Colman Domingo is preparing to make his scandalous film directorial debut.
The 54-year-old Emmy-winning Belizean-Guatemalan American actor and activist will make his film directorial debut in Scandalous, a fast-tracked Miramax drama about the clandestine love affair between film star Kim Novak and singer/dancer and film star Sammy Davis Jr. in 1957.
Sydney Sweeney will play Novak, and David Jonsson will play Davis.
The plan is to shoot the film — imagine a film about classic Hollywood being shot in Los Angeles — when Domingo and Sweeney complete Season 3 of the HBO series Euphoria.

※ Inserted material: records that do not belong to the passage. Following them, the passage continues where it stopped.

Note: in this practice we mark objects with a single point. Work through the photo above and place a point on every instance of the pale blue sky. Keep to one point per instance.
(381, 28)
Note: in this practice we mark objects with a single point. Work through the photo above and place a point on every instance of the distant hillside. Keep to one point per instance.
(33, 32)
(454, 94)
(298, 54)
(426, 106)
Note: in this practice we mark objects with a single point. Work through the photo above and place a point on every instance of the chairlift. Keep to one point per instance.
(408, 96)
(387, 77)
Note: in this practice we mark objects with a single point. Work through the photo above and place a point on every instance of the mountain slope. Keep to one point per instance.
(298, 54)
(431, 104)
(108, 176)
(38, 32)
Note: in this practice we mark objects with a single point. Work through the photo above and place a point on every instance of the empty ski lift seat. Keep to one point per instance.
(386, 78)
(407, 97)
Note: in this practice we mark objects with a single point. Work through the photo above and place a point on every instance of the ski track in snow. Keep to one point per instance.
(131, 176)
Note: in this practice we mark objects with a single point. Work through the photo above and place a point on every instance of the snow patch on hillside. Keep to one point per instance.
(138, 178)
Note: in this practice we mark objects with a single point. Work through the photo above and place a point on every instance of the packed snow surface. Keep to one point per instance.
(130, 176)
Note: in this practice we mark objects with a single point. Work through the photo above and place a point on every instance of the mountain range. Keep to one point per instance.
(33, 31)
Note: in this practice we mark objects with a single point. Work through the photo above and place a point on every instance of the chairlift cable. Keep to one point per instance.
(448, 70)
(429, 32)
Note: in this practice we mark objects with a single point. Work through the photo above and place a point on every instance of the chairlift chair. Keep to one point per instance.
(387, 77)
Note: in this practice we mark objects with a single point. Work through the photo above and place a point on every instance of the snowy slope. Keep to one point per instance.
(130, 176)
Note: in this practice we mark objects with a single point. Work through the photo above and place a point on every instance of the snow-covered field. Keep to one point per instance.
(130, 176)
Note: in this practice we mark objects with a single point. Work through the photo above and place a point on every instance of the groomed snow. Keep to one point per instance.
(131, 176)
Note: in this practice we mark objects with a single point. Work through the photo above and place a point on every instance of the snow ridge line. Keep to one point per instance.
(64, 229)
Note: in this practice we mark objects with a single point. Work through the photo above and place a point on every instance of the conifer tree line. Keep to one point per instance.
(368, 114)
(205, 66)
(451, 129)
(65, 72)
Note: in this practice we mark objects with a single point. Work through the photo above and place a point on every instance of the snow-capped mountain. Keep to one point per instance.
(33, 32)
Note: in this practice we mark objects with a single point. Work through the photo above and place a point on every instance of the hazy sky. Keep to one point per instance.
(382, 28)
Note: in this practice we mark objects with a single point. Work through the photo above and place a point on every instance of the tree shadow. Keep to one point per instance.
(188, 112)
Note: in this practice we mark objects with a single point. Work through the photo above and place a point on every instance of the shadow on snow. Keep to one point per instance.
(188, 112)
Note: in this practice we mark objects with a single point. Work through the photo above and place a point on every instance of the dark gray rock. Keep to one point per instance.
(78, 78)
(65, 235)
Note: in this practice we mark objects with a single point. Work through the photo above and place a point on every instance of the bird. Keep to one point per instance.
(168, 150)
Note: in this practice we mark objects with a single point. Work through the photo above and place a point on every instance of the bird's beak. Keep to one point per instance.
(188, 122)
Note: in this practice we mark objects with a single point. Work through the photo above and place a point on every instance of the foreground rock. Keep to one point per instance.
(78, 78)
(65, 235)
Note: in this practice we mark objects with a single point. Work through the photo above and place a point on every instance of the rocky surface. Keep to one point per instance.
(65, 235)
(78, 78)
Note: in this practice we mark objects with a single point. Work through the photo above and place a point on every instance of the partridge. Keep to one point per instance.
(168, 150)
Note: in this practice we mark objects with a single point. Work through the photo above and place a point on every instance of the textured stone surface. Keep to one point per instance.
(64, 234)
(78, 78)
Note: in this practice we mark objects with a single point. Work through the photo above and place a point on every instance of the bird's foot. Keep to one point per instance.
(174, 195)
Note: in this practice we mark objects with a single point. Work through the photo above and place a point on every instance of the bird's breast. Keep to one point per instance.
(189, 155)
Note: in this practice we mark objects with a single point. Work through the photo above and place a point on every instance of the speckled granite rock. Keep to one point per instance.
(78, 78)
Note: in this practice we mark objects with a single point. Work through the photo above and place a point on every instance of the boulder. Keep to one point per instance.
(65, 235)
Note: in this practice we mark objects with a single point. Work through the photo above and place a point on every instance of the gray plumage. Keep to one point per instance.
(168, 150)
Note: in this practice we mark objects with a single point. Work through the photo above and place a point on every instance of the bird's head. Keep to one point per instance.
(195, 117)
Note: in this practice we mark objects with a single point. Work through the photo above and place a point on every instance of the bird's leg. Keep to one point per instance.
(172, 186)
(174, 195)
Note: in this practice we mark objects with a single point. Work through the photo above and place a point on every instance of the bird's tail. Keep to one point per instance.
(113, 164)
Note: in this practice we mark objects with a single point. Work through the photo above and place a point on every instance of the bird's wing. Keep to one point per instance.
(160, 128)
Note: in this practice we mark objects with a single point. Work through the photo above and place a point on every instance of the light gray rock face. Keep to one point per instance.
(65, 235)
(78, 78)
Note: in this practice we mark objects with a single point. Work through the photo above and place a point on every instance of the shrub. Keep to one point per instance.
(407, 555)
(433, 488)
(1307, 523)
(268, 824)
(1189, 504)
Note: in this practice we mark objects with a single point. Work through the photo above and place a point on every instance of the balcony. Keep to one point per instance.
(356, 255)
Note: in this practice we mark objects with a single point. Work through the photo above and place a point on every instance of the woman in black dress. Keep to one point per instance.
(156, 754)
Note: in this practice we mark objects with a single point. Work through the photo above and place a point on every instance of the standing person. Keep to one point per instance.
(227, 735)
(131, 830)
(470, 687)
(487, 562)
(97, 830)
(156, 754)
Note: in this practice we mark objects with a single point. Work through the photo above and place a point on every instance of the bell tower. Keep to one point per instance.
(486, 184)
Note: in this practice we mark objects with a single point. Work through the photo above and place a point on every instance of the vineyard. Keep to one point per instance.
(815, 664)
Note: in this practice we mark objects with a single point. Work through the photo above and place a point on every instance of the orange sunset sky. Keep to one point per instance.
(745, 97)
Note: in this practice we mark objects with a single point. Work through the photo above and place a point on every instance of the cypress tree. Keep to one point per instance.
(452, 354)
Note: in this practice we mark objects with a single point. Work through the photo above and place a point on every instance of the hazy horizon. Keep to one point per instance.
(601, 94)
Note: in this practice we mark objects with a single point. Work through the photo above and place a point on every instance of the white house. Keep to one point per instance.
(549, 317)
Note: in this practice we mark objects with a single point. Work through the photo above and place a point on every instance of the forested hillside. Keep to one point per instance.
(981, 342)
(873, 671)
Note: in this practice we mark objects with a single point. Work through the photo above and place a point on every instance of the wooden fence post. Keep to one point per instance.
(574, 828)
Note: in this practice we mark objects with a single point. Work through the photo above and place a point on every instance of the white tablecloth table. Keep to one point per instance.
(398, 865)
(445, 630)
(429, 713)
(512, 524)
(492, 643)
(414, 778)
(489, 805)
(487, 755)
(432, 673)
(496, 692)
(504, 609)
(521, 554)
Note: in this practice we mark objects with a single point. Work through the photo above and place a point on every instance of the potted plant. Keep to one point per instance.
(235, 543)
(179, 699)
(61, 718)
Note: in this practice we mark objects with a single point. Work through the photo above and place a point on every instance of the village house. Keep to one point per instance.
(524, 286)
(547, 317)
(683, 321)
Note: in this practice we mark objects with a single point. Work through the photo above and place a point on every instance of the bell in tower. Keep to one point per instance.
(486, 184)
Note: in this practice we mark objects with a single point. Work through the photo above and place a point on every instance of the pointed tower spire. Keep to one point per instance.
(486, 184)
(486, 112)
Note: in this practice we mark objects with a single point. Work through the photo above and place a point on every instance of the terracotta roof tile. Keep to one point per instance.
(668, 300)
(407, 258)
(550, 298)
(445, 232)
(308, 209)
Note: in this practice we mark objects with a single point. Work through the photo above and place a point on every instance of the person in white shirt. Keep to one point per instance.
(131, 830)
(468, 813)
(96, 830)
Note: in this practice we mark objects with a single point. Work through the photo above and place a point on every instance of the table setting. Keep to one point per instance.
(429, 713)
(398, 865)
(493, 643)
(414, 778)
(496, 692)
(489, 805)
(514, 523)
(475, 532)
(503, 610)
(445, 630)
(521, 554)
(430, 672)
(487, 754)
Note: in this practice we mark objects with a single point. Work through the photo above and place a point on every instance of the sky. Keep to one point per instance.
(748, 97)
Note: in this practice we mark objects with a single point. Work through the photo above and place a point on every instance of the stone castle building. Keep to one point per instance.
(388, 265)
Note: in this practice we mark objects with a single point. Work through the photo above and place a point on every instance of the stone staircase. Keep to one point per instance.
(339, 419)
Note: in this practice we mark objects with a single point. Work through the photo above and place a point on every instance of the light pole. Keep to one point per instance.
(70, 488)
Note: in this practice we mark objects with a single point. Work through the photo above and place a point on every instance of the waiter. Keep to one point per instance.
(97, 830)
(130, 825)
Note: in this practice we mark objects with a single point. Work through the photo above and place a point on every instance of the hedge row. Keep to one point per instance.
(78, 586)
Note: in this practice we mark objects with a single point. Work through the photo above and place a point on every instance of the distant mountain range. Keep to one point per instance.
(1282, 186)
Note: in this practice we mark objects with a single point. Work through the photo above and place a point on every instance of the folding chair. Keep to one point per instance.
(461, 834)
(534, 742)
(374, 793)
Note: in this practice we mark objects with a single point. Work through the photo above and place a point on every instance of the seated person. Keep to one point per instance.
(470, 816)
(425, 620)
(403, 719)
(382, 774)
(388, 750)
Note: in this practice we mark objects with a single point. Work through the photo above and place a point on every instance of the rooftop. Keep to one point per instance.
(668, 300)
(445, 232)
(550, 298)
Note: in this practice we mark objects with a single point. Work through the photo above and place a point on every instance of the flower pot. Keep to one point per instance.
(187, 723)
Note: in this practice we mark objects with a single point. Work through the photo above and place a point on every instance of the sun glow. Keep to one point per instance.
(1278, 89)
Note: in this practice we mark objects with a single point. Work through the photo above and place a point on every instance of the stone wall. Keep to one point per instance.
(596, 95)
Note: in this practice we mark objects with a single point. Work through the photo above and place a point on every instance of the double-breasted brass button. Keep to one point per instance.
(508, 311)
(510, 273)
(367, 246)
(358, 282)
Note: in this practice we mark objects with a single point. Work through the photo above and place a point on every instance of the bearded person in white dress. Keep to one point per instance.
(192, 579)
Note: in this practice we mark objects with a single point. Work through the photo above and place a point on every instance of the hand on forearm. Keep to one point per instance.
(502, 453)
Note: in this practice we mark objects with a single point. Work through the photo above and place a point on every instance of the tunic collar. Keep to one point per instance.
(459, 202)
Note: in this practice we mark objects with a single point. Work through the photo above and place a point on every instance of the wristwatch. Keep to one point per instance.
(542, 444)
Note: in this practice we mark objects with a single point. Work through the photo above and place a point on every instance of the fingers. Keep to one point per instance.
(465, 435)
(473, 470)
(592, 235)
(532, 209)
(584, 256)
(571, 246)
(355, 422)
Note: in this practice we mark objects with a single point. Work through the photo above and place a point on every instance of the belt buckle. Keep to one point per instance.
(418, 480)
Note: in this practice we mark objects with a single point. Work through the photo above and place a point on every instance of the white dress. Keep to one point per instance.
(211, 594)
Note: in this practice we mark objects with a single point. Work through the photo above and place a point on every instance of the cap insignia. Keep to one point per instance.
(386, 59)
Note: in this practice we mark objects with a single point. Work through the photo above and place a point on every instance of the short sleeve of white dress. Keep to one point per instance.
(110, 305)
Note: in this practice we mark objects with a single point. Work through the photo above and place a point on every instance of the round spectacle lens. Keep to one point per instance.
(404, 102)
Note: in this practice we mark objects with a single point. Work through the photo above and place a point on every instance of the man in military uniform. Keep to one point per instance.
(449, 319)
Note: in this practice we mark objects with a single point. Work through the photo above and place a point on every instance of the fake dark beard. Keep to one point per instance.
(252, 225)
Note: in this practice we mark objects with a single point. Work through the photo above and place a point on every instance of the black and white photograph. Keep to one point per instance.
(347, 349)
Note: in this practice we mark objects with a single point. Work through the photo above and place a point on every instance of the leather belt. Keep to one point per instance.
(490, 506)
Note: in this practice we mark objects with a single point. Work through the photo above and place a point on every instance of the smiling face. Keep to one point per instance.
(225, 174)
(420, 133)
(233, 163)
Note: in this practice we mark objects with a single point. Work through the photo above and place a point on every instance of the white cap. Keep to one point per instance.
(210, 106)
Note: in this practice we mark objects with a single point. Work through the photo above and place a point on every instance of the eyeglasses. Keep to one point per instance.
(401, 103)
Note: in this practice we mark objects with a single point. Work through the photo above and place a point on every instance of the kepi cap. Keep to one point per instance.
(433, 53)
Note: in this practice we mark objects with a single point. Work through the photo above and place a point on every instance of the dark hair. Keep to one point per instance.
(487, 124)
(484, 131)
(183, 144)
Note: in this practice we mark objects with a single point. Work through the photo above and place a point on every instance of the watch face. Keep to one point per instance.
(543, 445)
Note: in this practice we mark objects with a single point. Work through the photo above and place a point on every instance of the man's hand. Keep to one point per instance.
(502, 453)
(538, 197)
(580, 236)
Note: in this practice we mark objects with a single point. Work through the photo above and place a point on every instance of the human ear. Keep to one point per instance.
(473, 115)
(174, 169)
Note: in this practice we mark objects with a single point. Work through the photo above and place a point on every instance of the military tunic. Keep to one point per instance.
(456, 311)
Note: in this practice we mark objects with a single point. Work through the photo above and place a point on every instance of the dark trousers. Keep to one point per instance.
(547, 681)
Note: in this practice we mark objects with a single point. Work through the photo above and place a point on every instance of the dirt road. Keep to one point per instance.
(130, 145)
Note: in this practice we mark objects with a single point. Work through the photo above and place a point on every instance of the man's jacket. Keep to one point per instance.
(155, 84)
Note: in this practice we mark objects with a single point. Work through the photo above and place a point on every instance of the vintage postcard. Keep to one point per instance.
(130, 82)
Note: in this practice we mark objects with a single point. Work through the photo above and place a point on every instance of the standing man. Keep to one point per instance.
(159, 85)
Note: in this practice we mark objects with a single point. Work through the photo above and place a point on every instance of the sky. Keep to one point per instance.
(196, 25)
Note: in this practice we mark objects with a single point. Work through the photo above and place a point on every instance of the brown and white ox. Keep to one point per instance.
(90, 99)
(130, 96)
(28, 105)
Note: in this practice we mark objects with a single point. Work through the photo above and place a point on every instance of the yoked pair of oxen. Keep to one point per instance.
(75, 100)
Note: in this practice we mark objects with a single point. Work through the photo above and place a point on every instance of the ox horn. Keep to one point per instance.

Much the way she did with the sleeper hit Anyone But You, Sweeney was active in putting this one together and she’ll be a producer along with Tani Cohen and Bobby Rock, with Jon Levin executive producing.
Matthew Fantaci wrote the script.
Before he became Miramax CEO, Jon Glickman originated the project at Panoramic, and remained high on it.
Novak, star of Vertigo, and Rat Pack member Davis were at the peak of star power when they met while guests on The Steve Allen Show. They fell hard for each other, but as rumors spread, the rampant racism in America threatened to derail their careers. Novak experienced the ire of Harry Cohn, the Columbia Pictures chief who had the actress under contract. Their covert affair became big news when a Chicago gossip columnist in early 1958 wrote a detailed account of their relationship, including their plans to marry. This despite their denials. Davis nine days later married a Black chorus girl named Loray White.
Domingo is coming off acclaimed turns in Rustin and Sing Sing, and he’s also working on a film about Nat King Cole that he would star in and direct.
He has directed television in the past and he’s currently in production on Netflix and Tina Fey’s The Four Seasons and he has the Netflix limited series The Madness. He also plays Joe Jackson in the Michael Jackson biopic Michael.
Lights Out: Nat King Cole, which Domingo wrote with director Patricia McGregor, will premiere at New York Theater Workshop in the spring, after it premiered at the Geffen Theater in 2019.